Um mês depois estavam juntos de novo. Ruim juntos, pior separados. Inventariaram a relação por dois anos. Remexeram arquivos. Trocaram farpas. Dormiram sem se falar em cada uma destas etapas. Enfim o acaso fez com que se entendessem. O filho mais velho começou a fumar maconha. Tiveram que conversar, entender, proíbe isso, permite aquilo. A fase passou sem traumas para os envolvidos.
A última vez que foram vistos juntos foi na formatura da filha mais nova. Agora psicóloga, em breve poderia estudar esse e outros amores, afetos, encontros. Coisa estranha, nada como nos filmes. Sabia que seus pais se amavam, de um jeito estranho. Neste dia, a filha o viu sorrindo um riso novo. A mãe entrelaçou os dedos nos deles, deu um sorriso infantil, se foram.

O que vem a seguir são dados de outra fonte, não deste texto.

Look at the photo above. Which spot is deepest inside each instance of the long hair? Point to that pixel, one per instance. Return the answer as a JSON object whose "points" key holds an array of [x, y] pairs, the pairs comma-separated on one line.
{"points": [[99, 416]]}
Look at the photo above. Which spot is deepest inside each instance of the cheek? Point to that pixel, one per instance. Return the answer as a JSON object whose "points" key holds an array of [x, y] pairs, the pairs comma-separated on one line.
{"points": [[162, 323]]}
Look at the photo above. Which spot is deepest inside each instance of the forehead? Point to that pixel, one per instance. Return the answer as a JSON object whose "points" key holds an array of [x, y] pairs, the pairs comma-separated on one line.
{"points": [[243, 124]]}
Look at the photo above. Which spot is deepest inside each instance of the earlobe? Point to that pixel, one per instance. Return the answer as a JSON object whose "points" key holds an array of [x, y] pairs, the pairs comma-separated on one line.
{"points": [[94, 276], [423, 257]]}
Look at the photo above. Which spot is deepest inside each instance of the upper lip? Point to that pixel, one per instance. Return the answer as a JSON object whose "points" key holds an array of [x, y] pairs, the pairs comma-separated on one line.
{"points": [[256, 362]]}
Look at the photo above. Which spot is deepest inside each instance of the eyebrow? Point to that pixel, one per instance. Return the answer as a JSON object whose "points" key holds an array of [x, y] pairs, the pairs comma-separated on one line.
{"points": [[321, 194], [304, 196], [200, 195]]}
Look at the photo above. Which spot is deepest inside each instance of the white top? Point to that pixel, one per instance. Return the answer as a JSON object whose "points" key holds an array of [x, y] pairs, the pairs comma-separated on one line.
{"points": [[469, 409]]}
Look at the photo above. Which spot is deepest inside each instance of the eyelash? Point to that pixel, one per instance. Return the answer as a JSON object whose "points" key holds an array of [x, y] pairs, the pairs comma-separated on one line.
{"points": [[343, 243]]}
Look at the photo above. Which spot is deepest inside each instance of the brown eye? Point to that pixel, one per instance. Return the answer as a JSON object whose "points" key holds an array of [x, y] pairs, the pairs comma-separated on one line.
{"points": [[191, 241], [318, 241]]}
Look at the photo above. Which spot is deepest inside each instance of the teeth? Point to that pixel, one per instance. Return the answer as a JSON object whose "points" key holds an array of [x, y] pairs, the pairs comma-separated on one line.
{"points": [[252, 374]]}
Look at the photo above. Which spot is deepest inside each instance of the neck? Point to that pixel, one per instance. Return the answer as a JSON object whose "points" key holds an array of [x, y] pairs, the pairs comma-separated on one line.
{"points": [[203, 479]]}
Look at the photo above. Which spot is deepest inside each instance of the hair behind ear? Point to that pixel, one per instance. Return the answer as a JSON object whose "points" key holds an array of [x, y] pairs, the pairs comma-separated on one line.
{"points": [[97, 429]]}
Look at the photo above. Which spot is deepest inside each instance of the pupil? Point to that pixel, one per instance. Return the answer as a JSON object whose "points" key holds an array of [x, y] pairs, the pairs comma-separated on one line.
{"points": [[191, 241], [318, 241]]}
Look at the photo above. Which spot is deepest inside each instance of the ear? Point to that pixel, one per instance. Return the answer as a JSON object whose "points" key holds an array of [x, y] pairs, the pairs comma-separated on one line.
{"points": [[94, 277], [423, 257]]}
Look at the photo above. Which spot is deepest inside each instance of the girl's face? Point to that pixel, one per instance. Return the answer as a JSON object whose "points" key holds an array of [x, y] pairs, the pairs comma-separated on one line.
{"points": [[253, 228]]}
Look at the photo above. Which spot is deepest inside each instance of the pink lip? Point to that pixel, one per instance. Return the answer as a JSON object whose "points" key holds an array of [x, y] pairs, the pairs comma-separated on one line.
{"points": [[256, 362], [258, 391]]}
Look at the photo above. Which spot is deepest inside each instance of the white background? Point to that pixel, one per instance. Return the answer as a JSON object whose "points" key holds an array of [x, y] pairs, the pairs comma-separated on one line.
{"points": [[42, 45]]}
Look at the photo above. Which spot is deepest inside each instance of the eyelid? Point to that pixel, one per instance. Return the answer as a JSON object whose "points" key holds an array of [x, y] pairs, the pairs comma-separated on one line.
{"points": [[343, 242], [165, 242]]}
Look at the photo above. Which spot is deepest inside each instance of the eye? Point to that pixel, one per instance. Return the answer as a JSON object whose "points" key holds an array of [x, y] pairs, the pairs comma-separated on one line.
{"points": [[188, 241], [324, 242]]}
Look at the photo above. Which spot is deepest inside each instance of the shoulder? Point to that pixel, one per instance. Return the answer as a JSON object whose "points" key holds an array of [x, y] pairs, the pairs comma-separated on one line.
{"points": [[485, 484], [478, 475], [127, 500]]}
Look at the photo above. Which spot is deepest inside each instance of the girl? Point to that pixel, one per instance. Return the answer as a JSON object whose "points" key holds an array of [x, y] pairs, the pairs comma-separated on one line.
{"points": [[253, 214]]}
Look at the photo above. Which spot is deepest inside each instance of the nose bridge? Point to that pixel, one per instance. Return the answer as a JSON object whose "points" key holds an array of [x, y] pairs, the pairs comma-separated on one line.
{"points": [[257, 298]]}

Semana passada, encontrei-os na rua. Perguntei como estavam. Ambos sorriram em silêncio. Sumiram na noite, lentamente, enquanto parado observava o movimento sincrônico de seus ombros.
Haviam descoberto, depois de tantos, que viveram a mais impressionante história de amor. Aquilo que não se narra, entre uma briga e outra. Morreram a morte muitas vezes. Renasceram toda a vida juntos. Como um grão.